Критик: следователь и любящий.
Не доверяю также критикам — не то критикам, не то поэтам. Не удалось, сорвалось, уйти из этого мира не хочется, но пребывание ущемленное, не умудренное, а соблазненное собственным (неудачным) опытом. Раз я не смог — никто не может, раз нет вдохновения для меня — нет вдохновения вообще. (Было бы у меня первого бы.) «Я знаю, как это делается…» Ты знаешь, как это делается, но ты не знаешь, как это выходит. Следовательно, ты все-таки не знаешь, как это делается. Поэзия — ремесло, тайна — техника, от большей или меньшей степени Fingerfertigheit (проворства рук) успех. Отсюда вывод: дара нет. (Был бы ? меня первого бы!) Из таких неудачников обыкновенно выходят критики — теоретически поэтической техники, критики-техники, на лучший конец — тщательные. Но техника, ставшая самоцелью, сама и самый худой конец.
Некто, от невозможности быть пианистом (растяжение жилы), сделался композитором, от невозможности меньшего — большим. Восхитительное исключение из грустного правила: от невозможности большого (быть творцом) — делаться меньшим («попутчиком»).

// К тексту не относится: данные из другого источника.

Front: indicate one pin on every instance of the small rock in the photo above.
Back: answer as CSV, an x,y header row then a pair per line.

То же самое, как если бы человек, отчаявшись найти золото Рейна, заявил бы, что никакого золота в Рейне нет, и занялся бы алхимией. Взять то-то и то-то и получится золото. Да где ж твое что, раз знаешь — как? Алхимик, где ж твое золото?
Мы золото Рейна ищем и мы в него верим. И в конце концов — отличие от алхимиков — мы его найдем. [33]
Тупость так же разнородна и многообразна, как ум, и в ней, как в нем, все обратные. И узнаешь ее, как и ум, по тону.
Так, например, на утверждение: «никакого вдохновения, одно ремесло» («формальный метод», то есть видоизмененная базаровщина), — мгновенный отклик из того же лагеря (тупости): «никакого ремесла, одно вдохновение» («чистая поэзия», «искорка Божия», «настоящая музыка», — все общие места обывательщины). И поэт ничуть не предпочтет первого утверждения второму и второго — первому. Заведомая ложь на чужом языке.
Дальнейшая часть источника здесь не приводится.